Serge Ibaka led the NBA in blocked shots per 48 minutes in each of the last two full (or lockout-shortened) seasons. This year, he’s back atop the list in that category. Combining that metric with Ibaka’s MPG (32.7) this season makes him the NBA’s leader in blocks per game.
He’s swatting 3.5 shots per contest.
This is what Ibaka does—he’s capable of single-handedly winning the blocks category for fantasy owners in head-to-head matchups. Ibaka is a major influence in the rotisserie game as well—especially given his efficiency from the field (56.4 percent this season) and free-throw line (90.3) and his newfound scoring punch.

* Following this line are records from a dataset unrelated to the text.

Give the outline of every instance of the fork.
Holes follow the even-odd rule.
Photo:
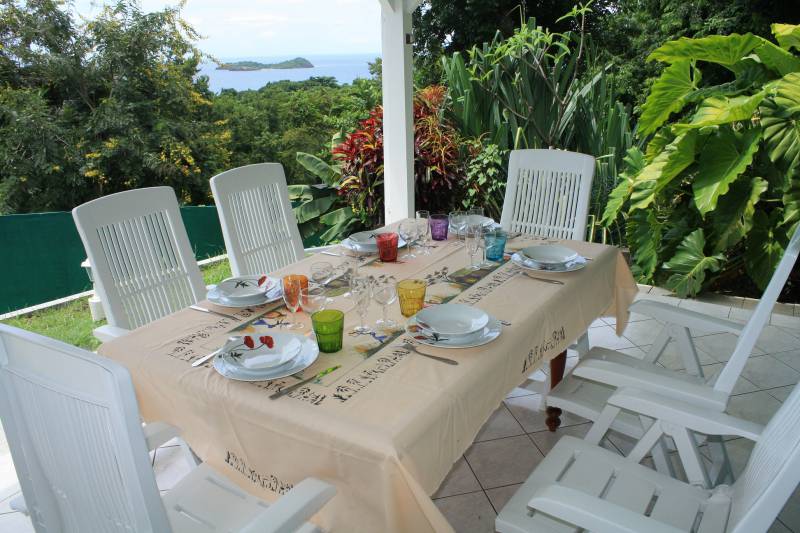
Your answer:
[[[402,345],[402,347],[405,348],[406,350],[411,350],[412,352],[414,352],[416,354],[419,354],[419,355],[422,355],[422,356],[425,356],[425,357],[429,357],[431,359],[439,361],[440,363],[446,363],[448,365],[457,365],[458,364],[458,361],[453,361],[452,359],[447,359],[446,357],[439,357],[438,355],[431,355],[429,353],[420,352],[417,349],[416,346],[414,346],[413,344],[410,344],[410,343],[405,343],[405,344]]]

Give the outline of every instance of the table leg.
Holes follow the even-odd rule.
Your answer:
[[[562,379],[564,379],[564,369],[567,367],[567,351],[564,350],[554,358],[550,359],[550,390],[553,390]],[[558,407],[547,408],[547,429],[555,431],[561,425],[561,409]]]

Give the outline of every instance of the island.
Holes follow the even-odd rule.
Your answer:
[[[287,68],[314,68],[311,61],[304,57],[295,57],[280,63],[259,63],[258,61],[235,61],[233,63],[220,63],[217,70],[265,70]]]

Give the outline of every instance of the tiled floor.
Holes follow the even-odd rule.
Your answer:
[[[648,288],[646,291],[640,297],[655,298],[740,321],[748,318],[752,308],[746,300],[738,300],[733,305],[728,301],[723,305],[718,302],[677,300],[665,296],[658,289]],[[773,315],[771,325],[761,335],[734,389],[728,408],[732,415],[766,423],[800,380],[800,316],[791,316],[797,313],[793,307],[782,308],[781,312],[784,314]],[[592,345],[616,348],[632,356],[642,356],[659,330],[656,321],[635,314],[622,337],[616,336],[612,326],[614,321],[611,319],[596,321],[589,331],[590,342]],[[693,335],[704,371],[706,375],[712,375],[727,361],[736,337],[727,333],[700,331],[693,332]],[[576,360],[570,358],[568,364],[572,365]],[[682,368],[674,349],[668,350],[661,363],[675,370]],[[557,433],[550,433],[544,424],[545,415],[539,410],[540,401],[540,395],[527,390],[512,391],[434,494],[436,505],[457,532],[494,531],[497,512],[558,438],[562,435],[582,437],[588,431],[590,424],[585,420],[565,414],[562,416],[561,429]],[[630,449],[631,443],[621,436],[610,435],[603,445],[622,453]],[[728,442],[728,453],[737,471],[744,467],[751,449],[752,444],[745,439]],[[188,471],[180,448],[175,446],[156,451],[154,468],[162,491],[169,490]],[[33,531],[27,518],[8,507],[18,490],[7,446],[0,438],[0,531],[4,533]],[[770,531],[800,533],[800,490],[795,491]]]

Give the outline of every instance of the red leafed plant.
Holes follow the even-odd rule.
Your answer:
[[[447,212],[459,197],[463,165],[461,137],[444,117],[446,89],[432,85],[414,97],[414,183],[416,206]],[[341,165],[339,194],[367,227],[383,224],[383,108],[373,109],[356,131],[333,149]]]

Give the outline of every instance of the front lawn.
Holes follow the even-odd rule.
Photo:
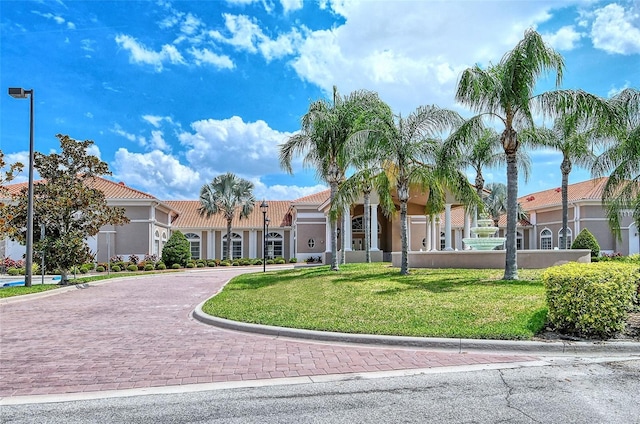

The Oklahoma City Thunder big man is scoring 14.6 PPG this season. His previous career high was 9.9.
The clubhouse leader in points per game is none other than The Black Mamba, Los Angeles Lakers 2-guard Kobe Bryant. Bryant had a shot to go for the scoring title last year before sitting out L.A.’s last game of the season in 2012.
Kobe now leads the league with 26.4 points per game—even without one of the NBA’s most effective facilitators in Steve Nash.
His ability to get buckets is well-documented (and perhaps unmatched), but Kobe’s assist numbers are what have him in the James Harden (40 minutes per game) territory of fantasy usefulness as a 2-guard.
Aside from being more efficient as a shooter, Bryant is also averaging 7.6 assists in his last five games, culminating in his 11-dime outing against Harden’s Houston Rockets on November 18. Kobe had a triple-double (22 points, 11 rebounds, 11 assists) in that game.
He’s averaging 36.3 minutes a night.